“O Brasil de Euclides da Cunha” é tema de encontro promovido pelo Curso de Sociologia da Unilab, nesta quarta (20)

Euclides da Cunha (1866-1909) foi escritor, jornalista e professor brasileiro, autor da obra “Os Sertões”

A segunda atividade promovida pelo Curso de Extensão “Os intérpretes do Brasil: a construção teórico-metodológica para compreensão das instituições brasileiras” será nesta quarta-feira (20), a partir das 14h, no Auditório do Bloco Administrativo do Campus da Liberdade, em Redenção/CE.
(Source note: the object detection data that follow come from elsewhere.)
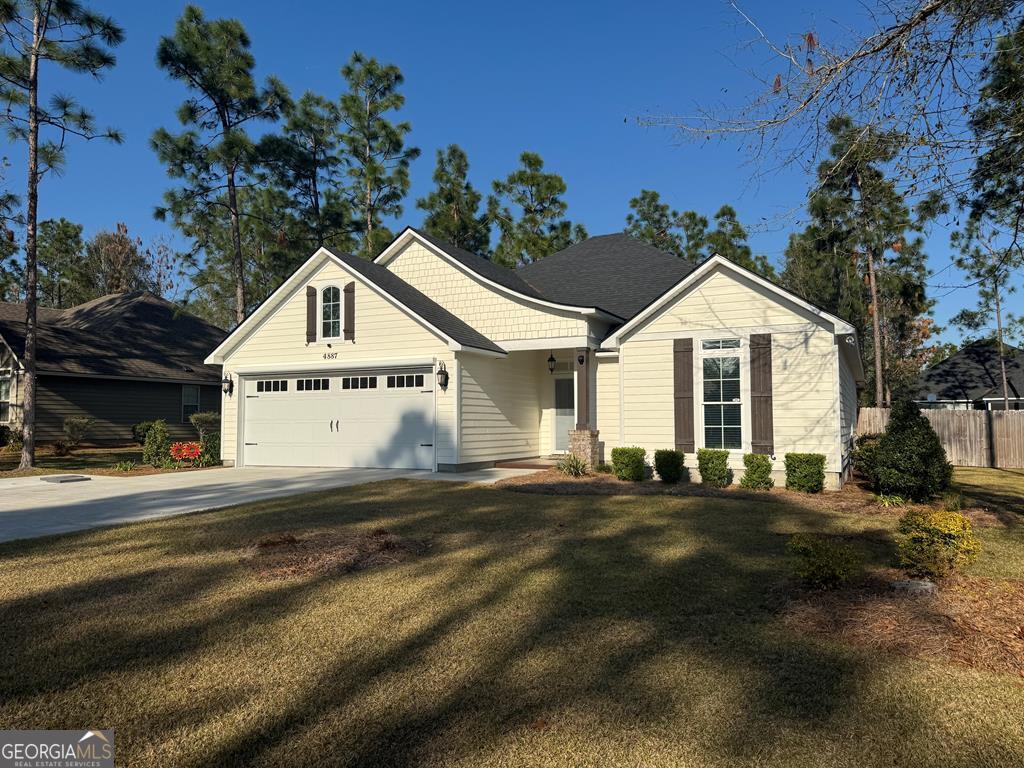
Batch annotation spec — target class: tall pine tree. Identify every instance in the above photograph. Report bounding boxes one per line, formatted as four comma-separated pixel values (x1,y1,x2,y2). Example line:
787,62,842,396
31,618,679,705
151,5,288,324
487,152,587,266
416,144,490,255
340,52,420,259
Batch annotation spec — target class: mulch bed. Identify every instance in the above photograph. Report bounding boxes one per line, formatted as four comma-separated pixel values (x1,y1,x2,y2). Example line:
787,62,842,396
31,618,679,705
241,528,427,580
782,571,1024,677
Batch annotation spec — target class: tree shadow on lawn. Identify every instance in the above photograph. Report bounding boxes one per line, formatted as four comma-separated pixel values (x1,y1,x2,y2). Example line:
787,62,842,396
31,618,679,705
0,481,1009,766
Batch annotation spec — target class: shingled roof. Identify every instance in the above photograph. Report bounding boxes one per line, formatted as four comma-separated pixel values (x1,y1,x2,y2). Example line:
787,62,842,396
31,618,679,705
0,291,226,384
916,339,1024,402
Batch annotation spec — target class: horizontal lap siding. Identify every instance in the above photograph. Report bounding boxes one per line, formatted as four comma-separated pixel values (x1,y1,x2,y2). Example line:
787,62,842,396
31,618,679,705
460,352,546,463
221,262,456,464
387,243,587,344
620,271,840,472
36,375,220,444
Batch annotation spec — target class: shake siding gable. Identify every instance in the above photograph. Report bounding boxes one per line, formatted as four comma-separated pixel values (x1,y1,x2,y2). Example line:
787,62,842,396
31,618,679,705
386,242,587,345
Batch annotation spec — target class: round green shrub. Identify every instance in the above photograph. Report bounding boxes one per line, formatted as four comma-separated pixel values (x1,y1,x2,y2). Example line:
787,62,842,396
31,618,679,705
654,449,690,482
697,449,732,488
896,510,981,579
785,454,825,494
868,400,953,502
787,534,863,589
142,419,171,467
611,446,647,482
739,454,775,490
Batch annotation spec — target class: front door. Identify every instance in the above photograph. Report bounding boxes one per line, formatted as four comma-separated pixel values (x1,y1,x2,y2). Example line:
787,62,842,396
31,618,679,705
555,379,575,451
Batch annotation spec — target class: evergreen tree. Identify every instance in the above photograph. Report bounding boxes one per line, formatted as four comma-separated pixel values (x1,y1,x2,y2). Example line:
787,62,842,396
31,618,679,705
257,91,354,256
487,152,587,266
782,117,932,406
416,144,490,254
340,52,420,259
0,0,124,469
151,5,287,323
37,217,85,309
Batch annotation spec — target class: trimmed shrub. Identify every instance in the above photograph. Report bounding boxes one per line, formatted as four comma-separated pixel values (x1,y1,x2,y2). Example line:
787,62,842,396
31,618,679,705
142,419,171,467
61,416,94,456
611,446,647,482
131,421,153,445
787,534,863,589
697,449,732,488
868,400,953,502
785,454,825,494
557,454,587,477
739,454,775,490
654,449,690,482
896,510,981,579
188,411,220,439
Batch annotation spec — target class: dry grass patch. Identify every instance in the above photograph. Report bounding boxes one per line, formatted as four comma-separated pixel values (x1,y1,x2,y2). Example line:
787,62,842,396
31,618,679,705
783,571,1024,677
241,528,427,580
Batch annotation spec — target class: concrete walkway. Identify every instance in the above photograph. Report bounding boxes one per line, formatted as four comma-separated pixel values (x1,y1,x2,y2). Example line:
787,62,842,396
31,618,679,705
0,467,527,542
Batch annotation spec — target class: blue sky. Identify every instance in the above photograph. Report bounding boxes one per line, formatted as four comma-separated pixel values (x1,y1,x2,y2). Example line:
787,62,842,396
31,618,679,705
5,0,991,340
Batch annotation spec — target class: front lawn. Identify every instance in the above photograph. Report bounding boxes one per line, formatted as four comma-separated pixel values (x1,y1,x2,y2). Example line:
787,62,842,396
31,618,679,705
0,476,1024,768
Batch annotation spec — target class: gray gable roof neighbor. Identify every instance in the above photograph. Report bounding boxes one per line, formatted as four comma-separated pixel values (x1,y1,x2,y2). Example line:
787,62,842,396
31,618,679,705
516,232,695,321
915,339,1024,401
323,249,505,354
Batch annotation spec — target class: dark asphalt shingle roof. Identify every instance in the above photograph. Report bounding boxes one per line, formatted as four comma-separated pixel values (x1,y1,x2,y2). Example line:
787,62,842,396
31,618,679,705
0,291,226,384
916,339,1024,400
325,249,505,352
516,232,695,319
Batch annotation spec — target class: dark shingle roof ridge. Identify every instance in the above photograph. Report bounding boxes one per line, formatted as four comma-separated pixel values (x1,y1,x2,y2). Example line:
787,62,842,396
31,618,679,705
325,246,505,354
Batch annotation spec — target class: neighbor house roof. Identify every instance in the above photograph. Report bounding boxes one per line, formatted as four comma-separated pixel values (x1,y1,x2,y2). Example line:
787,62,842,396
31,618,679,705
0,291,225,384
916,339,1024,401
516,232,694,319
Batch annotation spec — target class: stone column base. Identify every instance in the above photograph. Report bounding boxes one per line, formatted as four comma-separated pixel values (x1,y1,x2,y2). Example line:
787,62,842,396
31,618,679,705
569,429,604,469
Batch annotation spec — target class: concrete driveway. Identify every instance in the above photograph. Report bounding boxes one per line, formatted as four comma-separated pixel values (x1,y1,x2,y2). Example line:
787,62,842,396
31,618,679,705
0,467,528,542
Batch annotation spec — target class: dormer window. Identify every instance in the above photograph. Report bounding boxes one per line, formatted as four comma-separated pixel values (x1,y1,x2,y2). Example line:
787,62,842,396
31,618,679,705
321,286,341,339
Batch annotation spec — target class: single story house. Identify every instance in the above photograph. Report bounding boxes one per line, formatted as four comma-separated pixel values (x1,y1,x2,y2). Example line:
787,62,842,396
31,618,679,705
914,339,1024,411
207,228,863,486
0,291,225,445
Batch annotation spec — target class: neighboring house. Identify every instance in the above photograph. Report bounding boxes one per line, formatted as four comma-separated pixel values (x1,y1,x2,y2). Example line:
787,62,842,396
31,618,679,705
914,339,1024,411
207,228,863,485
0,291,225,445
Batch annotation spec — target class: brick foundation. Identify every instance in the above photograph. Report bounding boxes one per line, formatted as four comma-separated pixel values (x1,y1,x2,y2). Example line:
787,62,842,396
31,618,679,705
569,429,604,469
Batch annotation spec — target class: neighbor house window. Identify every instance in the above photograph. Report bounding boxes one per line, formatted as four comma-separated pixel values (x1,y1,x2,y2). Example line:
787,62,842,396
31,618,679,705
700,339,743,450
321,286,341,339
181,384,199,424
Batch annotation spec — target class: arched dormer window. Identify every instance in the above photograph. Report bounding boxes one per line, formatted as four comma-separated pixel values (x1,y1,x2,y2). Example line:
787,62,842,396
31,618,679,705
321,286,341,339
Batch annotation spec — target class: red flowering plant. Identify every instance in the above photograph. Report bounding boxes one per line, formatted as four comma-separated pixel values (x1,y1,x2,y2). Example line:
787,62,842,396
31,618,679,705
171,442,203,464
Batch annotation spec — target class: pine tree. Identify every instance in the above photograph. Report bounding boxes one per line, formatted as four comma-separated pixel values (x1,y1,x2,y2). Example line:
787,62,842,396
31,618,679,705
340,52,420,259
782,117,933,406
0,0,124,469
37,217,85,309
416,144,490,254
487,152,587,266
151,5,288,323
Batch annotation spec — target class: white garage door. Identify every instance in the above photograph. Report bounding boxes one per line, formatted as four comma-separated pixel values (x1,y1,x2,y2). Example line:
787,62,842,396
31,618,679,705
243,369,434,469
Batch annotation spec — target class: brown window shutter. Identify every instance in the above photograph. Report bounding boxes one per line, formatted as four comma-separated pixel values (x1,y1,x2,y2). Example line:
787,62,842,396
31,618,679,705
306,286,316,344
751,334,775,455
345,283,355,341
672,339,696,454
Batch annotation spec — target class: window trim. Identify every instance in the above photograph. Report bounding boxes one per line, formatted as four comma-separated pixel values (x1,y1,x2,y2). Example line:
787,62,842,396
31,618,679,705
181,384,203,424
693,331,751,458
316,283,345,341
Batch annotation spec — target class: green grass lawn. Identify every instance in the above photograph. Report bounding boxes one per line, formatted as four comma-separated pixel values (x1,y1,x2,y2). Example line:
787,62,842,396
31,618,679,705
0,473,1024,768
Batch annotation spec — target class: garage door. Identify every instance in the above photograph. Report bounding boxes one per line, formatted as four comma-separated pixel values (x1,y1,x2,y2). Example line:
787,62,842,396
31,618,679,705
243,369,434,469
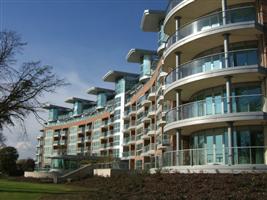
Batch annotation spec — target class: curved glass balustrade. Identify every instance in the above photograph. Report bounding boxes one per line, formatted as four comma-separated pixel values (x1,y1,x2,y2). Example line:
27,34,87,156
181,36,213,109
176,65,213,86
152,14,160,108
157,146,267,167
166,6,256,49
165,49,259,85
166,94,263,123
166,0,185,14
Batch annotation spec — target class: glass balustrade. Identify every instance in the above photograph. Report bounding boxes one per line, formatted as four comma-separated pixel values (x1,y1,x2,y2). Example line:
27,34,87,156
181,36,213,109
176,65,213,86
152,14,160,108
165,49,259,85
166,94,263,123
157,146,267,167
166,6,256,48
166,0,185,13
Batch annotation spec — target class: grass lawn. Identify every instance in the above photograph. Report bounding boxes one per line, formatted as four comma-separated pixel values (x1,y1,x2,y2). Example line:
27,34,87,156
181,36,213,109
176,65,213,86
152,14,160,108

Os interessados deverão encaminhas as intenções de participação para o email do professor do Curso de Sociologia, vinculado ao Instituto de Humanidade (IH/Unilab), e coordenador do curso de extensão, Sebastião André (andrealvesdelima@unilab.edu.br).

A temática abordará o pensamento de Euclides da Cunha sobre a construção do Brasil como Nação, a partir da análise da obra “Os Sertões”, publicada em 1902, que narra os acontecimentos da guerra de canudos (1896-1897), no interior da Bahia, liderada por Antônio Conselheiro (1830-1897).

“Os Sertões”, obra publicada em 1902

Sobre Euclides da Cunha 

Euclides Rodrigues Pimenta da Cunha, nasceu em Cantagalo (RJ), no dia 20 de janeiro de 1866, na Fazenda Saudade. Foi um importante escritor modernista brasileiro, nascido em uma figura multifacetada que atuou também como professor, filósofo, historiador, sociólogo, jornalista, engenheiro, geógrafo, dentre outros. Foi Patrono da cadeira nº 7 da Academia Brasileira de Letras (ABL), eleito em 1903.

Sobre o curso

O curso tem a carga horária de 25 horas e conta com a participação dos professores: Kleber Saraiva, atua na área de Antropologia, no Departamento de Ciências Sociais, da Universidade Federal do Ceará (UFC) e Marcelo Uchôa, professor da Universidade de Fortaleza (Unifor), mestre e doutor em Direito Constitucional e ex-Secretário de Governo.

“O curso focalizará a lógica que permeou a construção social do estado-nação no Brasil, a partir de práticas, representações, imaginários políticos e estruturas sociais”, explica o professor Sebastião André.